あんまり暑いんでちゃんとレビューする気力もないけど、これは最近出た靖国がらみの出版物のなかでは出色の出来でしょう。「この問題に関心あるけど、何を読んでいいか分からない」「ただ信念を固めるためだけの読書はしたくない」という人はぜひ手にとってください。

三土修平さんの本は初めて読んだけど、すごく冴えてる人です。基本的に靖国国家護持には反対の立場ですが、靖国反対派の論理展開が穏健な良識を持った日本の庶民を心情的な靖国支持派に追いやってしまったことをも統計分析を駆使して素直に指摘しています。

また本書の後半、靖国問題の「原点」としてGHQと日本政府による戦後の国家神道改革がはらんでいた矛盾を明らかにしたくだりは、二項対立が続く靖国問題に、新しい視野を開く画期的な論考と言えるでしょう。

著者のスタンスは、しょせんは書生論にしか思えない高橋哲哉の『靖国問題 (ちくま新書)』にも、小林よしりんの悲壮な憂国節バリバリの『新ゴーマニズム宣言SPECIAL靖國論』にもイマイチ乗れない、穏健なふつうの日本人だと自認する人にも納得できるものです。っつーか本書を読んでこの問題の見取り図を頭に入れない限り、靖国奉賛派も反対派もお互いの「末法思想」に駆られて不毛な感情的対立を延々と続けることになると思います。いいかげん、そーゆーのやめましょう。暑いし。
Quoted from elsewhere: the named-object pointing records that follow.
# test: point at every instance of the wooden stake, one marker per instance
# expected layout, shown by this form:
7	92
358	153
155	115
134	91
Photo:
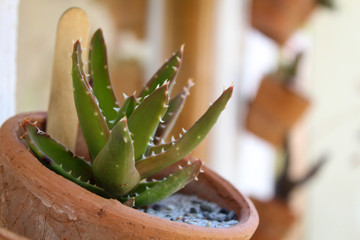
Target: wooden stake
62	122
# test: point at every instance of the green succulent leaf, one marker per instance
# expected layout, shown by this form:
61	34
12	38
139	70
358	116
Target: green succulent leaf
169	185
152	164
176	105
145	119
92	122
167	72
126	109
114	166
100	78
156	149
50	151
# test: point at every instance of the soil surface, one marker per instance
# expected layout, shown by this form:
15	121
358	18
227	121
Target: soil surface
192	210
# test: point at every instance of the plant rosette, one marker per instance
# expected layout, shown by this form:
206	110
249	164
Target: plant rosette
40	204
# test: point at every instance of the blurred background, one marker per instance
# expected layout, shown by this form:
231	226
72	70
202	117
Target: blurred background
240	43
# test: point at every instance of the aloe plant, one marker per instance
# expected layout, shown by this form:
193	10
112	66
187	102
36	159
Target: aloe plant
126	143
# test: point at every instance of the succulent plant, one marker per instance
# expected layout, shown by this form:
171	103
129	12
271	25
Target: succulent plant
126	143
戦後民主主義象徴となってしまった靖国神社が、神仏習合的な日本の信仰風土にソフトランディングしてゆく筋道まで展望した筆致は、インテリの不人情からも、保守オヤジの現状居直りとも一線を画した、慈しみのまなざしに満ちている。「きっとこの人は仏教徒じゃないかなぁ」と思ったら案の定、そうでした。東大寺で得度もされてます。

「私は仏教徒ではない」と言ってみることが誠実の証拠と思っているらしい、最近のインテリのダサいカッコつけとは大違い。律儀にあとがきで仏紀まで使ってる姿勢にも個人的に好感持てました。